Добавить в цитаты Настройки чтения

Страница 50 из 195

(…) Но мне непонятно, почему следствие не исследовало вопрос, сколько же кислорода поглотили моряки, ведь в любой ситуации они вынуждены были дышать, а на дыхании особенно не сэкономишь, хотя и это возможно, о чем будет сказано ниже. Результаты осмотра 9-го отсека после подъема корабля, которые опубликованы в „Российской газете“, показывают, что в отсеке было обнаружено 9 пустых банок из-под регенеративных пластин В-64. Следовательно, личный состав использовал их для обеспечения дыхания. В Правилах химической службы, основные положения которых можно найти в Интернете, приведены нормативные показатели использования регенеративных пластин как по количеству обслуживаемого личного состава, так и по времени.

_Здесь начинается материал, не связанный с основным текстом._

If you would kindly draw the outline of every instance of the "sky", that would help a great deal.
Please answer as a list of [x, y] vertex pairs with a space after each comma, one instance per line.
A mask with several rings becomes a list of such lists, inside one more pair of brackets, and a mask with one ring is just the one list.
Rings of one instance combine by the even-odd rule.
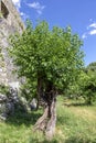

Несложные арифметические расчеты показывают, что, исходя из количества использованных пластин и количества находящегося в аварийном отсеке личного состава — 23 человека (для нормального функционирования 24 человек в течение суток требуется 4 банки пластин В-64), даже при поддержании предельно допустимой концентрации углекислого газа, равной 1,3 %, люди могли жить и функционировать не менее 2 суток. И это без учета предрегенеративного периода, который для этого отсека составляет не менее 8 часов. За это время они могли произвести две перезарядки РДУ (либо использовали соответствующее им количество пластин и начали третью). К сожалению, в акте осмотра отсека количество РДУ в 9-м отсеке не отражено. И только при третьей перезарядке произошли возгорание пластин и гибель людей».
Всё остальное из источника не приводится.